Alan (Dev) and Mike (Ops) are working together on a project. They quickly find a lot to disagree on, and have the first iteration of The Argument. Alan says his code is complete and perfect in every way. Mike needed more information to feel right about deploying it. They came to realize they were both right.
After working together on several more projects over the years, Alan and Mike decide that many of the problems they had been solving over and over could be solved by a product that doesn't exist yet. The pair enters Startmate, an Australian accelerator, and wins $25K. They begin working a lot of late nights and eating a lot of bad food.
Later that year, the pair win $100K at the Citrix Synergy Startup event and secures $1.25M from early investors. They also witness the product's first large-scale commercial use in assisting with a major bank's data center migration. Everything goes perfectly.
With the core concept validated, Alan and Mike move to California and hire their first three engineers.
The platform is opened up for public use, with new visualizations and agentless discovery capabilities sparking interest in what would come to be known as the DevOps community.
The team celebrates their first deployment monitoring over ten thousand nodes and the milestone of scanning one billion configuration items.
Support is introduced for network devices and cloud services.
The team outgrows their Palo Alto office (more of a large closet, really), and moves to Mountain View.
The product's RESTful API is expanded and documented, enabling users to integrate with pretty much anything their hearts desire.
As demand continues rising, the team celebrates the milestones of one thousand customers, scanning one trillion configuration items, and raising $8.7M for their A round.
The first satellite office opens in Portland, Oregon.

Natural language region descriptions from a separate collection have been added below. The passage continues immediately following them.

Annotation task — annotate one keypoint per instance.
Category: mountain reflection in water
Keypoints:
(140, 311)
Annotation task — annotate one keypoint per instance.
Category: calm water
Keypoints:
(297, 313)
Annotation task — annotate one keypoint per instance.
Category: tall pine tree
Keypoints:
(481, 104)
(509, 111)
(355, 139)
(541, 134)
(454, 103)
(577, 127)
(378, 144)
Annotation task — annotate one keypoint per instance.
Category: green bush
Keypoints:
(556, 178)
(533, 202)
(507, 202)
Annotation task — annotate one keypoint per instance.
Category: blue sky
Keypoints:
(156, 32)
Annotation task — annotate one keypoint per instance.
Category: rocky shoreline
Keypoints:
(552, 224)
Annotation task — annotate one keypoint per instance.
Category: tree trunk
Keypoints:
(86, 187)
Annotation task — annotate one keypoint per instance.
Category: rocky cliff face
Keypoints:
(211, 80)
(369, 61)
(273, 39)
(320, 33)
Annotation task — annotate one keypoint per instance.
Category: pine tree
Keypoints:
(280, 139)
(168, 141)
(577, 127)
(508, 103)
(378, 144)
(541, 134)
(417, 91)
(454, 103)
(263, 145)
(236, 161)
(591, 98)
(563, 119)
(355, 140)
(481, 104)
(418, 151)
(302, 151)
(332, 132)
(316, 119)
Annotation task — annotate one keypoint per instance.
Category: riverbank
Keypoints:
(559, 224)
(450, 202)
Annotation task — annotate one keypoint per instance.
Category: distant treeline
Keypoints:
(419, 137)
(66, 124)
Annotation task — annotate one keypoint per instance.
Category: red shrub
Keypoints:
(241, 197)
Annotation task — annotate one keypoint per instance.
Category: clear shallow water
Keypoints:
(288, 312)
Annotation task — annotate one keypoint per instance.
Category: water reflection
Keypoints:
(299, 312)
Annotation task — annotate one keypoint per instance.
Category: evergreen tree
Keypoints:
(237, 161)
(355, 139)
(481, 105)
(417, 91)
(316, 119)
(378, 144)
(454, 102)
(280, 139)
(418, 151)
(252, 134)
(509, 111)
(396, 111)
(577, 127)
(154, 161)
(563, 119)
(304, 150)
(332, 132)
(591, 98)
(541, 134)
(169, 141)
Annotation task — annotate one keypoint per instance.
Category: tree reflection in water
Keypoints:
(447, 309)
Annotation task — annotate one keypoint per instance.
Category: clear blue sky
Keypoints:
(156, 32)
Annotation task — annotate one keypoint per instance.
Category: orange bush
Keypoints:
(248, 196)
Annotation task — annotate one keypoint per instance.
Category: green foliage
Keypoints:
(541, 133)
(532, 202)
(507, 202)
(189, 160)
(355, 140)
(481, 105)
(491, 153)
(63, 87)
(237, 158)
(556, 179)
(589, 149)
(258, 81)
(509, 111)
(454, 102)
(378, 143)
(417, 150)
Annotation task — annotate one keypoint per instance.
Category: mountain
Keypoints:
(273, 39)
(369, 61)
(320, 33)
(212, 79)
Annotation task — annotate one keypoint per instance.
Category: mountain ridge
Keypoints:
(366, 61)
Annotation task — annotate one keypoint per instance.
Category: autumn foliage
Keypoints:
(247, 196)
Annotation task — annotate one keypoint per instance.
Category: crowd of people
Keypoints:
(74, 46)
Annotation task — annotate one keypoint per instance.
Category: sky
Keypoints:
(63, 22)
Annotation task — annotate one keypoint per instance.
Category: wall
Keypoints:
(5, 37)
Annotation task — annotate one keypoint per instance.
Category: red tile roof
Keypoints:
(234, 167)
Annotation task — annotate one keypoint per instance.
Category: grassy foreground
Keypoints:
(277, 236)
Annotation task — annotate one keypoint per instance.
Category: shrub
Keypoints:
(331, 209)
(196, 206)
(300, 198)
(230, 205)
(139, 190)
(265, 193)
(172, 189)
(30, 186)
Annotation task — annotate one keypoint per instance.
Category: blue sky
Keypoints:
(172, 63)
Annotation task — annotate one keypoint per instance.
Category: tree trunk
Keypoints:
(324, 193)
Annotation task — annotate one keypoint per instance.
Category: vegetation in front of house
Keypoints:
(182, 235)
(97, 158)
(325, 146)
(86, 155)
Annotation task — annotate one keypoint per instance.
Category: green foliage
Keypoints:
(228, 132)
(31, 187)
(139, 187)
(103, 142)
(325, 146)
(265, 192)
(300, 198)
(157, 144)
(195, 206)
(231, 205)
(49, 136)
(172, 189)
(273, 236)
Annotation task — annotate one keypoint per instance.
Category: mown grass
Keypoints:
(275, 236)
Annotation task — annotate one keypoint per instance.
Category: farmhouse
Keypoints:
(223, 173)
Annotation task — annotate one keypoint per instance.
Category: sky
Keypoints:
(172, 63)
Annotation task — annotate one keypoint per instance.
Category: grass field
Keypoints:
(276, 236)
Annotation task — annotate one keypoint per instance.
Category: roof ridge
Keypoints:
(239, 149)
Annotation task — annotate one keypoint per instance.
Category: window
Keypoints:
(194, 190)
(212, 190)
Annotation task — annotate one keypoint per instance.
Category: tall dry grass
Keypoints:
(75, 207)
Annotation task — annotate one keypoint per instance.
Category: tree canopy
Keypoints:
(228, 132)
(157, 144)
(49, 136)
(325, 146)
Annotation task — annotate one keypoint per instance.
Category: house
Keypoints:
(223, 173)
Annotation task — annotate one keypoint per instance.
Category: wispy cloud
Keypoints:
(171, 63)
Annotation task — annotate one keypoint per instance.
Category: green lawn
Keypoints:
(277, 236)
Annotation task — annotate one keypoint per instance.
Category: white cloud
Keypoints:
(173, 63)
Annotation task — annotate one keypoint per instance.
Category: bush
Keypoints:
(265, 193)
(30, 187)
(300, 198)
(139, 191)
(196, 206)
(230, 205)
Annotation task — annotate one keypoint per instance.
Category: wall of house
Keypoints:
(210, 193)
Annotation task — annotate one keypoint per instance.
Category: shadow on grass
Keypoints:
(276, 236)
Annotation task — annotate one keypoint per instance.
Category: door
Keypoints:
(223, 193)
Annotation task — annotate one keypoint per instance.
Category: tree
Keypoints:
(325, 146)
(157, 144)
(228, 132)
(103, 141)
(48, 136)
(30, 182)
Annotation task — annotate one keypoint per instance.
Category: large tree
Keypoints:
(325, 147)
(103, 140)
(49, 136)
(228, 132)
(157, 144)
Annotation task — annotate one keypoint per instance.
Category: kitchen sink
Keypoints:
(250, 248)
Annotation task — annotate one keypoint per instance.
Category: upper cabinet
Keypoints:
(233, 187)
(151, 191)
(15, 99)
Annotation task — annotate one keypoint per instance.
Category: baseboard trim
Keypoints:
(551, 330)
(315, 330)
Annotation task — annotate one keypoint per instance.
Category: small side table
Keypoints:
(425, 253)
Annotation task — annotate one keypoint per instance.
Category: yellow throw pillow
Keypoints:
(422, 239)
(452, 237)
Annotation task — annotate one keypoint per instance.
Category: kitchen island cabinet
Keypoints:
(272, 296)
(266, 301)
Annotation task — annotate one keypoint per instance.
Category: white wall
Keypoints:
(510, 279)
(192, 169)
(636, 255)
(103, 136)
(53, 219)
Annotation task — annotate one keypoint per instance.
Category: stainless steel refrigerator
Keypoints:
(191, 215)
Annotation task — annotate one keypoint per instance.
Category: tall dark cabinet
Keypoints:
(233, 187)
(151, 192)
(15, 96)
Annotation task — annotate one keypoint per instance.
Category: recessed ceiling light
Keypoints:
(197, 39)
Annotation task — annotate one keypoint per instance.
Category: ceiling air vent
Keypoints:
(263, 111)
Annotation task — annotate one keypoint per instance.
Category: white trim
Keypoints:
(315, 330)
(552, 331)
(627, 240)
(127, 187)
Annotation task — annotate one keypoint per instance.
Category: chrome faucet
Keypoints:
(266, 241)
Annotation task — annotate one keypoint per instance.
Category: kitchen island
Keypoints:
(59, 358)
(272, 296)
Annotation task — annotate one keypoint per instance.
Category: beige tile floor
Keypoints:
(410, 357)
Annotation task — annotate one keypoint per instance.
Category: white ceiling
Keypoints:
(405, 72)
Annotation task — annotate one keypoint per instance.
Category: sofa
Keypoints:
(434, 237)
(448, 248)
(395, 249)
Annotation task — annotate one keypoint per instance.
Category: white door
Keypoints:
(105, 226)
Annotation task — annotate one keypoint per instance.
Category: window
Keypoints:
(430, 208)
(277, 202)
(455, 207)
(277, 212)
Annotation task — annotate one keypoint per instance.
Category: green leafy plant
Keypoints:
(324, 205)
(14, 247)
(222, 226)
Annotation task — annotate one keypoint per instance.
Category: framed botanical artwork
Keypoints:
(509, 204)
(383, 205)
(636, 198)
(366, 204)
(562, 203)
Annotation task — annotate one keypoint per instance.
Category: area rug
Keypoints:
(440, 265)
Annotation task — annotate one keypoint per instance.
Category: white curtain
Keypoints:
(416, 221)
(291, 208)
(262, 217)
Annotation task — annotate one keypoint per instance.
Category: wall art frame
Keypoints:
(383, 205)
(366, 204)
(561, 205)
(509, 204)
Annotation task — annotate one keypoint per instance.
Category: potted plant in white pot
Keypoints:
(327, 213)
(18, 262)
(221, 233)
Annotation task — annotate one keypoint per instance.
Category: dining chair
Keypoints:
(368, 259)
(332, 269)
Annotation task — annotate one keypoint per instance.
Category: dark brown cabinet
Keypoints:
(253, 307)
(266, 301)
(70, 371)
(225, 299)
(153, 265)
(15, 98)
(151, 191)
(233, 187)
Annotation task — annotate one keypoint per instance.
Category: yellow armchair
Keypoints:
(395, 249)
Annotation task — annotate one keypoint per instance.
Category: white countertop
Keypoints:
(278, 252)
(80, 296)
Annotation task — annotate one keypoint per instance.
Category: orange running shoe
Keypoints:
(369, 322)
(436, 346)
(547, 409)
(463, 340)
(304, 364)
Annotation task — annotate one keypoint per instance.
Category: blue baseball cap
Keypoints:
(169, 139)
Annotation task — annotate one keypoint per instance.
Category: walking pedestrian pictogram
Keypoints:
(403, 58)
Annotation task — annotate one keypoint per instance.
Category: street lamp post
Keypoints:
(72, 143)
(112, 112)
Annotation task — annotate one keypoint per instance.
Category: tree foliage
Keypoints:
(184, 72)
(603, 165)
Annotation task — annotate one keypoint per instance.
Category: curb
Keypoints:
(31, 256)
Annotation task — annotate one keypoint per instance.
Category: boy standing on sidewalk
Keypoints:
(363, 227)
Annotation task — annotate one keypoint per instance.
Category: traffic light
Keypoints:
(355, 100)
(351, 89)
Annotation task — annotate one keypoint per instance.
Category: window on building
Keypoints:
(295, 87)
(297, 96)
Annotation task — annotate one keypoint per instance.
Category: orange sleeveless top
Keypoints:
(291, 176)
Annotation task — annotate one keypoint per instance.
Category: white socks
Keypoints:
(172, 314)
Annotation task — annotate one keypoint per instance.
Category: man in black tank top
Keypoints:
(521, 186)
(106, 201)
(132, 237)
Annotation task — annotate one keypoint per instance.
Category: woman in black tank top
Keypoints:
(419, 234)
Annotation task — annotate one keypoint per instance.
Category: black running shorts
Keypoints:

Many new features are incorporated, including agentless Windows nodes, databases such as PostgreSQL and MySQL, vulnerability scanning, more robust visualizations, group differencing, universal infrastructure search, and file integrity monitoring.
Partnerships are formed with Amazon, IBM, Puppet Labs, Microsoft, Citrix and VMware.
Gartner names the company a Cool Vendor in DevOps.
Appreciating the collaborative and inclusive work environment that had gotten the company this far, the team collectively codifies and distributes their core values in a document titled—oddly enough—Our Values.
A new capability layer is added to the core product—CSTAR, which provides an easy-to-understand cyber risk score for the entire organization.
Upon expanding the product's capability for use in several different areas of business—DevOps, DevSecOps, and now Risk—the company retires the name ScriptRock and rebrands as UpGuard. (To this day, the team can still be seen wearing the occasional ScriptRock t-shirt.)
Asia-Pacific operations officially begin as the team opens an office back home in Sydney, Australia.
With nearly 100 employees all-up, UpGuard outgrows its first Mountain View office and moves a mile up the road to a building about four times the size. The move immediately pays off: Nearby, they come across a barbecue grill with a sign that says "Free" on it. They bring it back to the office.